AFP/Islamabad

A bomb blast on a train in Pakistan’s restive southwestern province of Baluchistan killed at least 13 people and injured 40 others yesterday, officials said, with the death toll feared to rise.
The United Baluch Army (UBA), one of several armed separatist groups in Baluchistan, claimed responsibility for the bombing, with its spokesman warning of more such attacks in the coming days in response to a major military operation against militants that began on Monday.
The explosion occurred after the train had pulled to a stop and passengers were disembarking at Sibi railway station around 160km south of its destination Quetta, the provincial capital.
Two carriages quickly became engulfed by a scorching inferno and smoke as passengers, some of whom were on fire, screamed and struggled to escape, senior police official Mohamed Nazar, who was at the scene, told AFP.
“We have recovered 12 dead bodies from the train.
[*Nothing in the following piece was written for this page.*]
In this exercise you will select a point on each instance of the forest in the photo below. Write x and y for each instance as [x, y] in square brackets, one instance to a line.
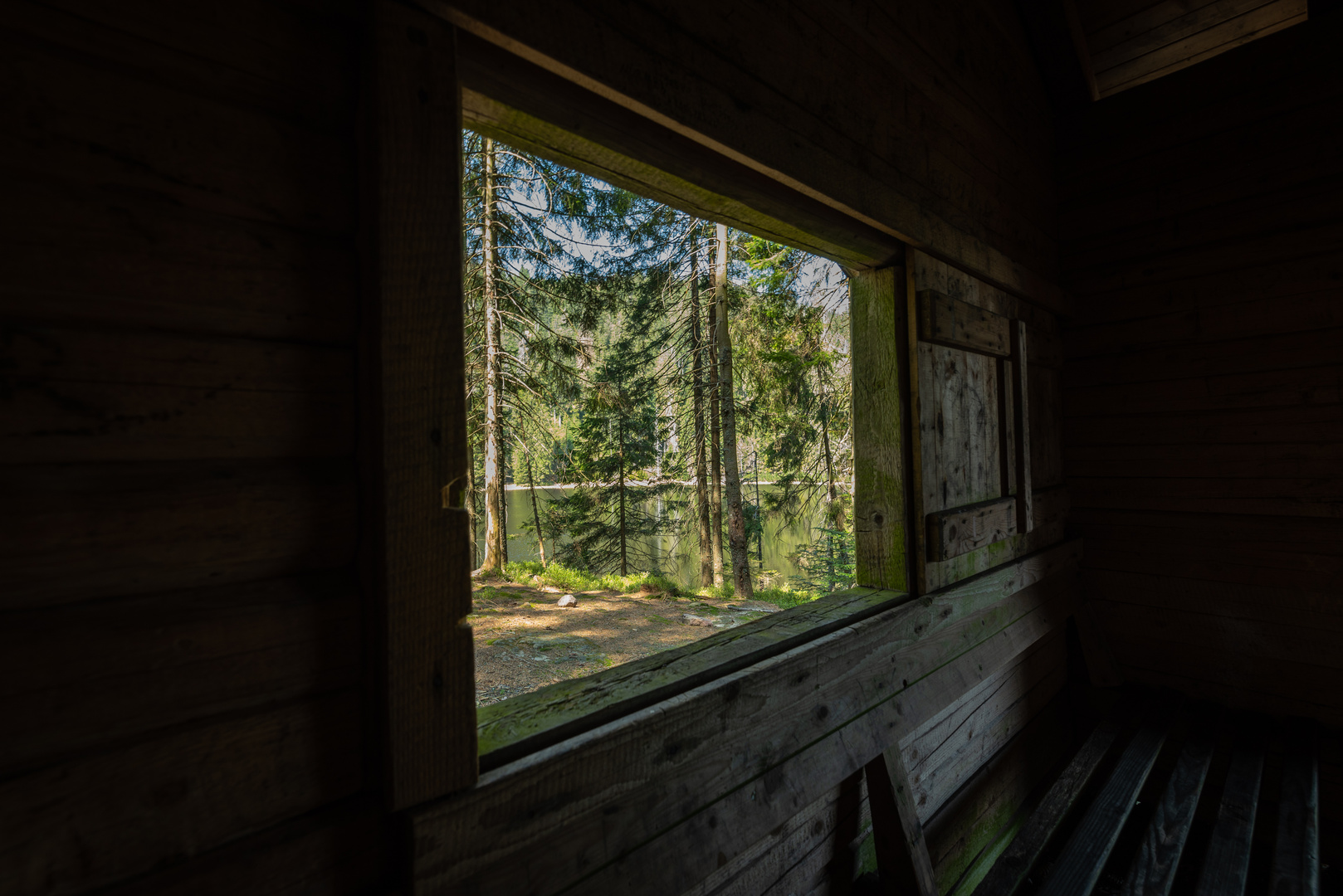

They have been burnt to charcoal,” he said, adding one of the injured had died after being taken to a military hospital in the same town.
Sher Khan Bazai, a senior administration official, confirmed the incident.
“24 patients are in critical condition, they will be shifted to Quetta as soon as they are stable enough to travel,” he said, adding that the injured included six women and four children.
The flames were only put out after fire fighters reached the scene, Nazar told AFP.
“I can’t say whether the dead are adults or children as they are beyond recognition,” he said.
The Frontier Corps (FC) began an operation against insurgents early Monday in the Kalat district, around 300km southwest of Quetta.  
They said they had killed 40 insurgents belonging to the Baluch Republican Army (BRA) and Baluch Liberation Army (BLA) though the toll could not be independently verified.
“Today’s attack was a revenge against the military operation,” said UBA spokesman Mureed Baluch.  “We warn the people not to travel in trains as we will continue attacks in the future,” he added.
The train, known as the Jaffar Express, is a daily express service covering a 1,460-km journey from the garrison city of Rawalpindi in the Punjab province to Quetta.  
Bazai, the administration official, said the two affected bogies had been disconnected and the train resumed its journey.
Railways Minister Khawaja Saad Rafique said the same service had been attacked a few days earlier, but there were no casualties.
“A few days ago terrorists fired upon a train when it came out of a tunnel (in Baluchistan), but they ran away when security forces responded to firing.
“The train was standing at Sibi railway station where FC and other law enforcement agencies are always alert. We will have to review the security and find out the cracks from where the terrorists slipped in and planted the explosives,” he added.
Baluchistan is home to a long-running separatist conflict that was revived in 2004, with nationalists seeking to stop what they see as the exploitation of the region’s natural resources and alleged rights abuses.
The idea of giving greater autonomy to the province, the size of Italy but with only 9mn inhabitants, is highly sensitive in a country still scarred by the independence in 1971 of its eastern portion, now Bangladesh.
Baluchistan, spread over an unforgiving landscape of mountains and deserts abutting Iran and Afghanistan, is rich in gas and mineral deposits — adding a financial dimension to the battle.
In recent years many people suspected of links to separatist groups have mysteriously disappeared, allegedly at the hands of the intelligence agencies.